I am trying to solve Lid driven square cavity flow problem of Stokes equation using finite element method. I have boundary conditions for velocity as zeros on every boundary but u=1 on top boundary. can you please help me with the boundary conditions of stream function and how to obtain ? especially on top boundary.
I have gone through many literature but why most of them considered as zero on every boundary.
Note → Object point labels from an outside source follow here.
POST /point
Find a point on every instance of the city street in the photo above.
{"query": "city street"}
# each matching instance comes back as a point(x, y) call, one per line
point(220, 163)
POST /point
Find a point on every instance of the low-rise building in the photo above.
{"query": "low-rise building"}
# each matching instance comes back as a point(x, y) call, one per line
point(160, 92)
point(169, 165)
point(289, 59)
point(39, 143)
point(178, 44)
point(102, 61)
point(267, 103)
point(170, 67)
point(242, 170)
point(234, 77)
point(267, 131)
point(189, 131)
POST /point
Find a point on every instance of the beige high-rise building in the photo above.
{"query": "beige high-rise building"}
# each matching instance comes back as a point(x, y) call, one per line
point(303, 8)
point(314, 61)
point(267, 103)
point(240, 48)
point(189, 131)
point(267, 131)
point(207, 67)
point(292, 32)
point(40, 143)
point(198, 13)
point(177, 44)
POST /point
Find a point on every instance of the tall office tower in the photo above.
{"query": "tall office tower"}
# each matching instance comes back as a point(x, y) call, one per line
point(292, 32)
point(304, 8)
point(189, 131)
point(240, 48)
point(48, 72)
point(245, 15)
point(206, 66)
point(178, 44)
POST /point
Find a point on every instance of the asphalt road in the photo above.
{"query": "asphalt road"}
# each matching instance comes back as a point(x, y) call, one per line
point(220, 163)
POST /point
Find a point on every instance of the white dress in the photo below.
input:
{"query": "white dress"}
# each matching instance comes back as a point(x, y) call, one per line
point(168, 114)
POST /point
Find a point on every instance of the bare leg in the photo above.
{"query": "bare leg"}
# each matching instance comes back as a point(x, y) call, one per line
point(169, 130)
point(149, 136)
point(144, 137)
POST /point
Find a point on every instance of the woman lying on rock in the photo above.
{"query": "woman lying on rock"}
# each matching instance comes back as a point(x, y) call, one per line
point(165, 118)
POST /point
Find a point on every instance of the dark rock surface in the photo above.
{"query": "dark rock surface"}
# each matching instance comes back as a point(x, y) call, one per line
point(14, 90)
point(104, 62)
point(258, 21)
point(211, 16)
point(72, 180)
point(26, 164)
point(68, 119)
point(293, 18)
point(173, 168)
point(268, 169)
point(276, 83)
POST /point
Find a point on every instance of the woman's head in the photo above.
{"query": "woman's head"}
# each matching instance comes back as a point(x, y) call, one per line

The velocity and stream function are related by $$ u = \psi_y, \qquad v = - \psi_x $$ This can be related to the vorticity $$ -\Delta \psi = \omega = v_y - u_x $$ On left and right, we have $(u,v)=(0,0)$ $$ \psi = const, \quad \psi_x = 0 $$ On bottom $(u,v) = (0,0)$ $$ \psi_y = 0, \qquad \psi = const $$ On top $(u,v)=(u_0,0)$ $$ \psi_y = u_0, \qquad \psi = const $$ You cannot enforce two boundary conditions. Let us use Dirichlet bc $$ \psi = const $$ on all boundaries. Since $\psi$ must be continuous (assuming $\omega$ in $L^2$ atleast), the constant must be same on all sides which you can set to zero.
For the streamline formulation the divergence equation for the velocity $\vec{v}=(u,v)^{T}$ $$\mathrm{div}\,\vec{v}=0$$ holds identically if $$ \vec{v} =(u,v)^{T}= \left( \frac{\partial \Psi}{\partial y},-\frac{\partial \Psi}{\partial x}\right)^{T}\tag{*}$$
For boundaries in which the velocity is $\vec{v}=\vec{0}$, it is easy to see from $(*)$ that $\Psi=constant$ and $\vec{n}\cdot\vec{\mathrm{grad}}\,\Psi=0$. Without any loss of generality you can set this constant to $0$.
On the other hand, on the top of the cavity in which $\vec{v}=(u_0,0)^{T}$ the streamline function $\Psi$ must fulfill: $$ \frac{\partial\Psi}{\partial y}=v_0\qquad \frac{\partial\Psi}{\partial x}=0 $$